Friday, May 25, 2007

Forms, RADs and Common Access Cards - It Works

After three weeks of twelve hour days, lost weekends, and two trips to our customer's location, we finally have an Oracle Forms application that can be accessed with Department of Defense Common Access Cards (CACs).

CACs are smart cards containing a PKI certificate. The military uses these for ID cards and for gaining access to the .mil domain. Users have to insert their CAC into a reader at a workstation to login to their local network.

We built a login module using two java servlets and a simple html form to read the users common name attribute from the card's distinguished name. The CAC's common name contains a unique identifier that is used to create an entry in Oracle Internet Directory. We use Oracle's sample forms_rad pl/sql package to create a Resource Access Descriptor for the user and store it in OID as well. After the user's OID entry and RAD are created, they are turned over to Forms, which is configured for Single Sign-On. Single Sign-on authenticates the user and Forms then pulls the RAD from OID and connects to their backend database account.

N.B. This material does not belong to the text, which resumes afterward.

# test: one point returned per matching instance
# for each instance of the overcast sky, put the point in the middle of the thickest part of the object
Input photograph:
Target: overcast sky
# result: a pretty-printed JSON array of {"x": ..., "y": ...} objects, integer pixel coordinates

Although it was often frustrating, it was a great learning experience. My next project is to convert the servlets into .jsp pages. Now that we've got the configuration licked (about 75% of the effort was getting the Oracle Application Server 10g (10.1.2) configured correctly) this should be fairly simple.

Several folks posted helpful suggestions to previous entries in this blog and once again I'll say thanks to all for your help. If anyone has any questions about our configuration please post them here and I'll do my best to answer your questions.